About This Phone
During an award ceremony with US Ambassador Arthur Gardner, a ceremonial golden telephone was presented to the Cuban dictator, Fulgencio Batista, in 1957 (possibly by ITT to thank him for allowing a rate increase). The instrument is currently on display in Museum of the Revolution, formerly Batista's presidential palace, in Havana. This specific phone was so infamous that it was immortalized in the film The Godfather Part II, where a gold telephone is passed around a table of mob bosses and executives in Havana.
About The Model 302
The 302 was the Bell System's mainstay phone for two decades, and the first Western Electric phone not to require a subset. The 302 was designed by famous industrial designer Henry Dreyfuss (1904-1972), who also designed John Deere tractors, Hoover vacuum cleaners, and streamlined trains. The shell of the 302 was intended to be cast out of metal. However, in 1941, the critical war-time need for metal caused Western Electric to retool to make the 302 out of molded thermoplastic.

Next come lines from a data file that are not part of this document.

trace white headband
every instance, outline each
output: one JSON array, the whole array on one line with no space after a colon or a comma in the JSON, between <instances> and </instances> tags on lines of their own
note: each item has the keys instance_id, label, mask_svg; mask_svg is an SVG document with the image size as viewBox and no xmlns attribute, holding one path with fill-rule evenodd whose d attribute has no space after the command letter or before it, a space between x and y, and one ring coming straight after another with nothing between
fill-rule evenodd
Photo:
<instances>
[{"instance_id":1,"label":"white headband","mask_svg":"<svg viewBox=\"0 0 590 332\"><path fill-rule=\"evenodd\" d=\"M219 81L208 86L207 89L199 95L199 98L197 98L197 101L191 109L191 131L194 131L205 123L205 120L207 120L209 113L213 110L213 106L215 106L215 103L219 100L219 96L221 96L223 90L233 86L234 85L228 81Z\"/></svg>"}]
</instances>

The 302 was the first WE telephone containing all of its circuitry within the base and not requiring a separately mounted subset box for the ringer.
Wikipedia
A golden telephone is a rotary telephone made of or plated with gold. It is popularly associated with opulent decadence, representing power, wealth and elitism. Golden telephone sets were notably presented to Pope Pius XI in 1930 and to the Cuban dictator Fulgencio Batista in 1957.